Les syndicats enseignants, depuis le début de la grève générale, sont en négociation permanente avec le recteur. Ils réclament, entre autres, la titularisation des emplois précaires, l'embauche de 19 professeurs d'école pour 19 classes qui sont sans professeur depuis le début de l'année. Du coup, le recteur est parti à Paris pour en discuter au ministère.

On apprend aussi des exemples d'entreprises où des travailleurs ont obtenu des passages de CDD à embauche et même de travail temporaire à horaire plein, sous la seule menace de faire venir dans l'entreprise une délégation importante de LKP.

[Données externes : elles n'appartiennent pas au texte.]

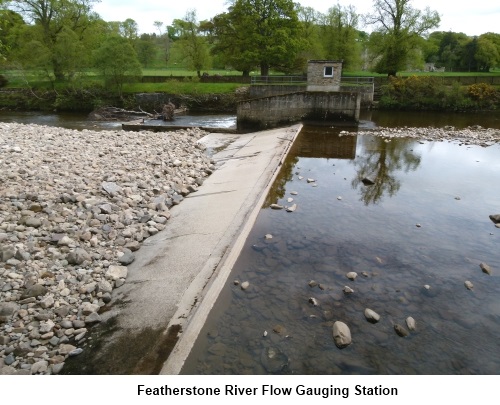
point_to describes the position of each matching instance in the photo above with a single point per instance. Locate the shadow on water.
(413, 236)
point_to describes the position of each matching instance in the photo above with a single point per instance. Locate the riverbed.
(416, 237)
(413, 238)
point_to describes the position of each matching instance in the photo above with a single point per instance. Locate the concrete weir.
(156, 316)
(286, 109)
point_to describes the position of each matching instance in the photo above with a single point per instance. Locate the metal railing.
(271, 80)
(302, 80)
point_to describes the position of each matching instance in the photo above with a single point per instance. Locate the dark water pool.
(413, 238)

Pour l'instant, on n'a pas encore un bilan complet de tous ces cas, mais il est certain que le climat créé par la mobilisation a, dans une certaine mesure, modifié le rapport des forces entre patrons et salariés. Le gros point qu'il reste à arracher, c'est l'augmentation des salaires, qui finalement ne représentera que 70 euros sortis de la poche des patrons puisque l'État leur a déjà donné 130 euros ! Mais ce n'est pas encore gagné, car le patronat de Guadeloupe, composé de gros capitalistes Békés (héritiers directs des ex-esclavagistes) et d'un moyen et petit patronat noir qui pousse dans leur ombre, est vorace, tenace et va-t-en-guerre.

La lutte des salariés de Guadeloupe continue. Et comme le disait Jean-Marie Nomertin de la CGTG : « Nous avons déjà gagné quelque chose d'essentiel dans la présente lutte, c'est la confiance en nous-mêmes. Nous avons vu que dans nos rangs existent des hommes, des femmes et des jeunes totalement prêts à se battre pour que les choses changent en Guadeloupe.

Nous ne pourrons pas changer nos conditions d'existence, matérielles et morales, en un seul combat. Mais nous nous battrons jusqu'au bout dans le mouvement actuel pour arracher le maximum de revendications et, quelle que soit l'issue de la lutte actuelle, nous disons déjà à nos adversaires que le mouvement reprendra, et ce sera avec plus de force, plus de conscience, plus de militants et donc plus de capacité d'organisation. Alors nous exigerons encore plus que cette fois, pour parvenir à de vrais changements dans notre vie. »

Alors que se poursuit le mouvement des travailleurs de Guadeloupe, le 5 février les travailleurs de Martinique devaient s'engager eux aussi dans une grève générale, en mettant en avant la revendication de salaire de 300 euros pour tous. De nombreux travailleurs souhaitent que cette grève soit reconductible.